Published in Decision Making, Complexity, Democracy, Systems Thinking on Jul 7, 2022

Political commentary is not the purpose of this site but over the past few days we have seen an almost-record walk-out of MPs from Boris Johnson's government.

Cries are going up from each side of the debate but one is particularly interesting to the subject of decision-making.

The argument is that removing Bojo now is bad for the country at a point of multiple crisies. There is both a sunk-cost falacy to this and also a snapshot-falacy, the What You See Is All There Is bias.

There are also a chain of decisions that have been made by the MPs both quitting and staying, that have led us to where we are now - with no discussion of the process that led us to the point where we are facing the crisis of decision that is "do we keep an amoral, lying leader" vs. "do we further destabalise the nation we are supposed to be serving?".

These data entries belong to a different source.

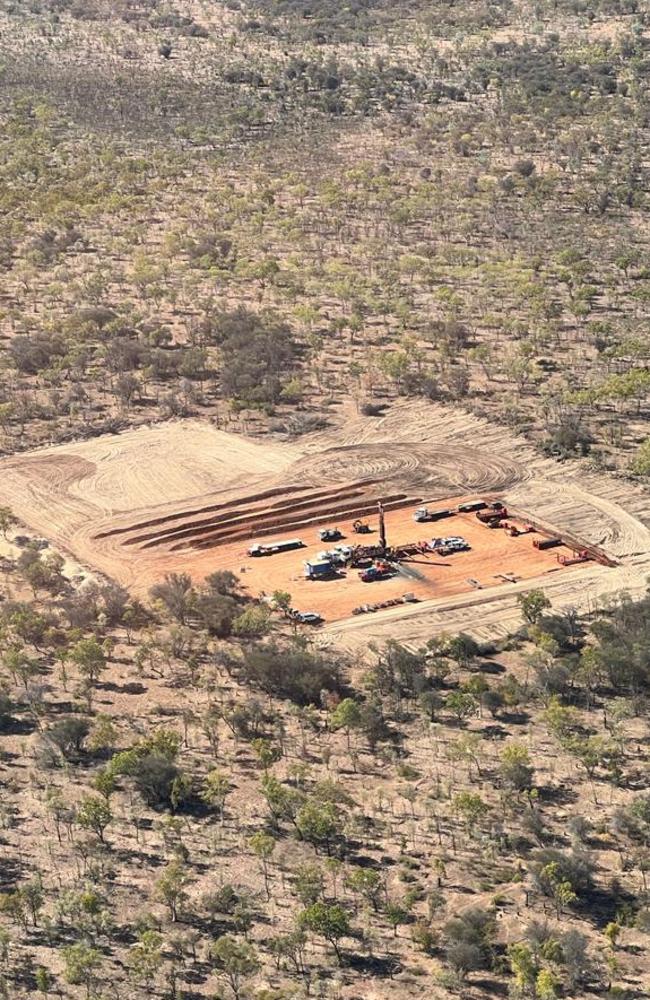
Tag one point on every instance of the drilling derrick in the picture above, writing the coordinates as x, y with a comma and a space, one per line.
382, 527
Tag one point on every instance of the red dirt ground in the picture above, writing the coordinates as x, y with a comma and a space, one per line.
492, 552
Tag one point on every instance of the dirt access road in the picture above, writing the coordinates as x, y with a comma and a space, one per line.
78, 495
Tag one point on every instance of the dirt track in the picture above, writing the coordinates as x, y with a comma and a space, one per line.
91, 498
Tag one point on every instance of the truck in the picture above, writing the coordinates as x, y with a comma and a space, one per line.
492, 514
271, 548
379, 571
546, 543
318, 569
329, 534
307, 617
424, 514
471, 506
453, 543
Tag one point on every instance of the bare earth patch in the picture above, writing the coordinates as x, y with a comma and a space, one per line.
185, 497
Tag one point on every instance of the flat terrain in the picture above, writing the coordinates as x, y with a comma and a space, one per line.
186, 497
427, 577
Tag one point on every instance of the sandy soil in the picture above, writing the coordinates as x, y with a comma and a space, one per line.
427, 577
95, 500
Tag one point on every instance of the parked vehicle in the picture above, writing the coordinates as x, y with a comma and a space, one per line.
318, 569
329, 534
424, 514
308, 617
271, 548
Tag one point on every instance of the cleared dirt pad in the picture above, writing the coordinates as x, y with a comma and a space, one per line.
428, 577
185, 497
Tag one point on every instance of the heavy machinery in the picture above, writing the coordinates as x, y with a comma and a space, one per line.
514, 530
574, 558
424, 514
382, 526
330, 534
546, 543
319, 569
471, 506
271, 548
492, 516
378, 571
307, 617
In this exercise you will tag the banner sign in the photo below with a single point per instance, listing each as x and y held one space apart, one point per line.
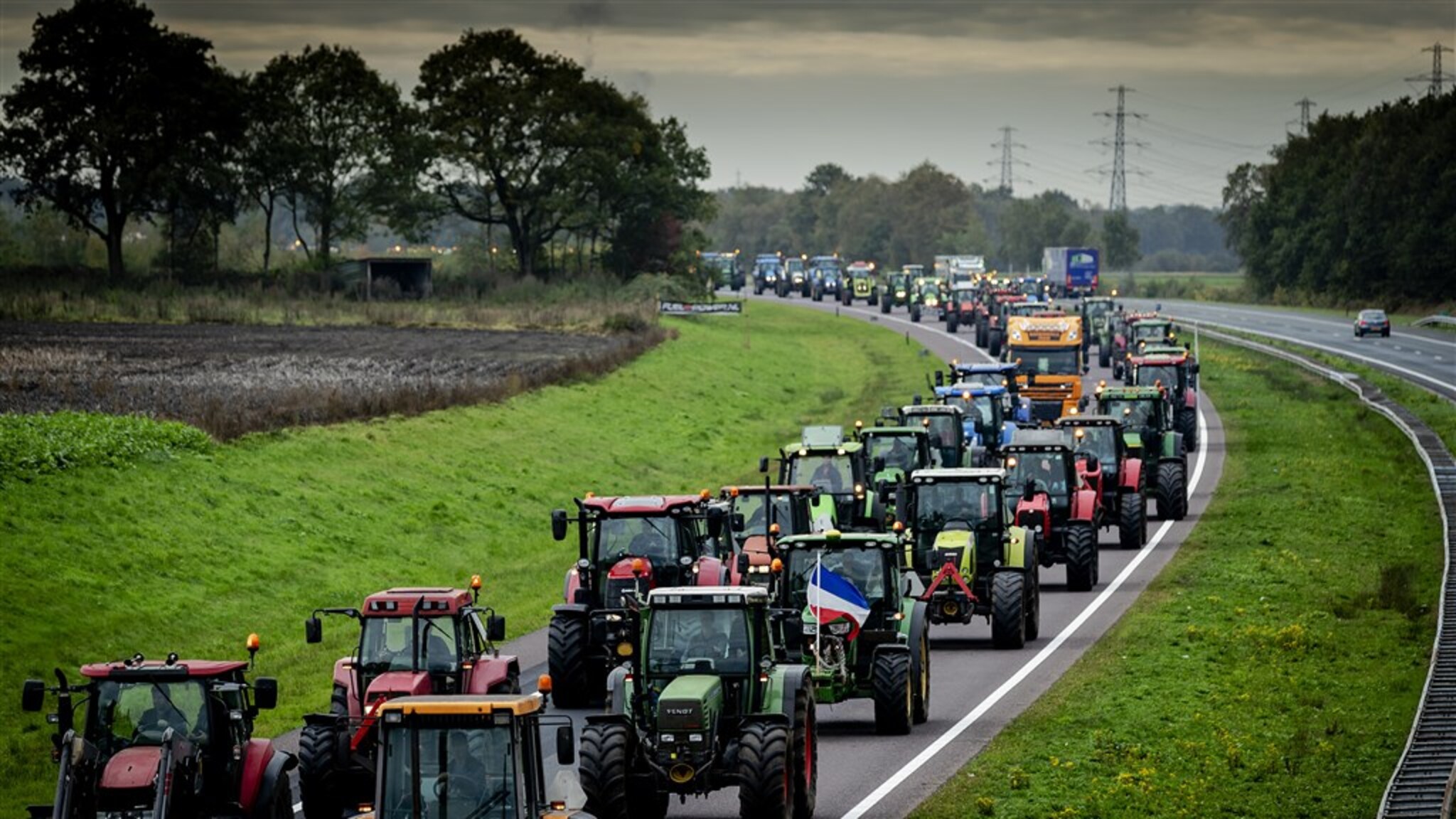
698 308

The reality that this is now the decision being faced by our leading party is itself terrifying. The fact that this wasn't addressed further down the decision-chain is an actual national scandal.

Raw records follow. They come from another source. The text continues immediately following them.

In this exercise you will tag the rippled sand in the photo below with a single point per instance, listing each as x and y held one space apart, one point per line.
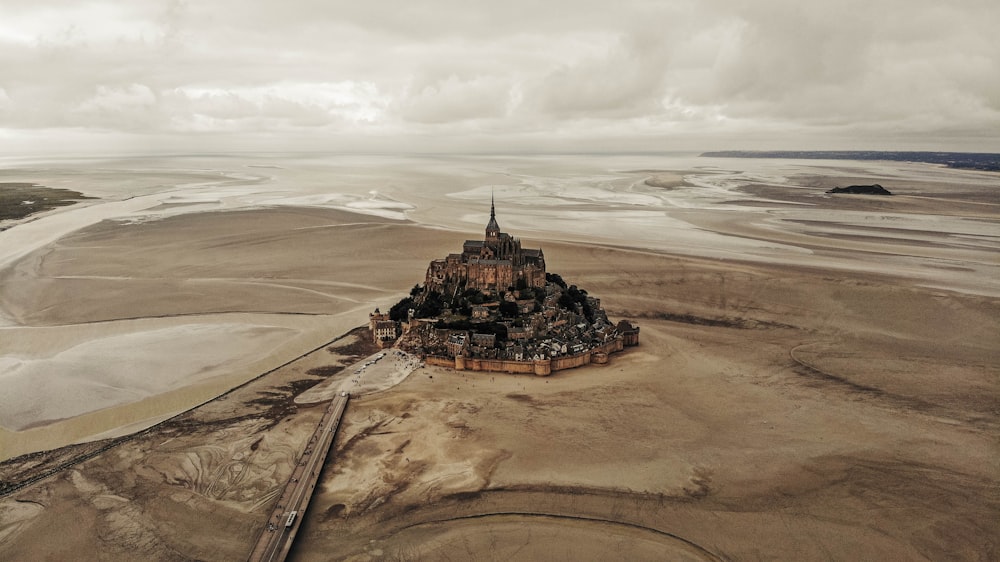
817 377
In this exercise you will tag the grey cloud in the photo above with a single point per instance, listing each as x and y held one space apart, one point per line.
517 69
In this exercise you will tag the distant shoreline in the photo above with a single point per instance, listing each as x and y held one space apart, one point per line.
984 161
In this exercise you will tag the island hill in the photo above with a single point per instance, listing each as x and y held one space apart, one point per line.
494 308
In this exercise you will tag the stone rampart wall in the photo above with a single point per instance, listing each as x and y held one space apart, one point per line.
542 367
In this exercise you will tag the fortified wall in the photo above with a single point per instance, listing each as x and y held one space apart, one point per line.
539 367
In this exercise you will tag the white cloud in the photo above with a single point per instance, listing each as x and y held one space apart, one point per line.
518 70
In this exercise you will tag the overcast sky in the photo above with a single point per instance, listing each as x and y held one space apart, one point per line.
503 75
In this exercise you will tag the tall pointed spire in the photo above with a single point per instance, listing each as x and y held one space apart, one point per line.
492 228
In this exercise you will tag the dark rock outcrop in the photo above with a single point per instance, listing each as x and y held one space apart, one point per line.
874 189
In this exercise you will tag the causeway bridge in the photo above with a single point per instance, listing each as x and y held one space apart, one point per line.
276 537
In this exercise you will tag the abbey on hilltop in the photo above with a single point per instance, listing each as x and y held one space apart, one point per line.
494 308
489 265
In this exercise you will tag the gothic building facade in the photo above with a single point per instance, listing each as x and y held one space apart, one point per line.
492 264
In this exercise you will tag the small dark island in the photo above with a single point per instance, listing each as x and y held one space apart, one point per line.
873 189
20 200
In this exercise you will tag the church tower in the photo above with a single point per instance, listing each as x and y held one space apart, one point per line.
492 228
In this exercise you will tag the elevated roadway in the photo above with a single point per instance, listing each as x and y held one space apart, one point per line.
283 523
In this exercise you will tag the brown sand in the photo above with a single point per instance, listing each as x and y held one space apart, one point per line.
770 412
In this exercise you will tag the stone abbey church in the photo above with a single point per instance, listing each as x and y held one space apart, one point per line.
490 265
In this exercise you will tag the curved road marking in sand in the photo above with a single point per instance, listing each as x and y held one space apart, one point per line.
558 516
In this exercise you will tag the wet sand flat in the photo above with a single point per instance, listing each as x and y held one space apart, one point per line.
821 399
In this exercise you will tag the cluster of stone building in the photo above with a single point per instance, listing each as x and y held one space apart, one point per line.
497 261
544 336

Just to be clear here. I don't believe that any political party, organisation or individual can claim immunity to these behaviours.

But the chain goes back a long way

An ancient network of disparate decisions led us to the point of Boris being elected to leader of the Conservative Party, some of them unreviewed in centuries: Political structure decisions about how the public vote should be counted and how the whip system (among others) should work, individual decisions about optimising political careers, decisions about the needs for 'new life' in the party. A web of decisions that could take a career to unpick.

But there are some key inflection points at which the decision-chain could have been interrupted at low cost. At the point of his being voted the leader of the Conservative Party Boris' numerous infidelities were already clearly documented. Infidelity to truth, his employers, the British public and to his own marital vows.

But without an interruption to the decision-chain the context meant that these were overlooked by those voting for his ascension.

And now the party is up in arms about his dishonesty.

And we face the unpalatable decision of sticking with a failed leader or facing further destablisation as a nation.

This is a crisis. But it has been years in the making. Resignations now don't alter the responsibilities that all of us have to review and understand the decision-chains that wrap around us, and take meaningful steps to address them. As early as we are able.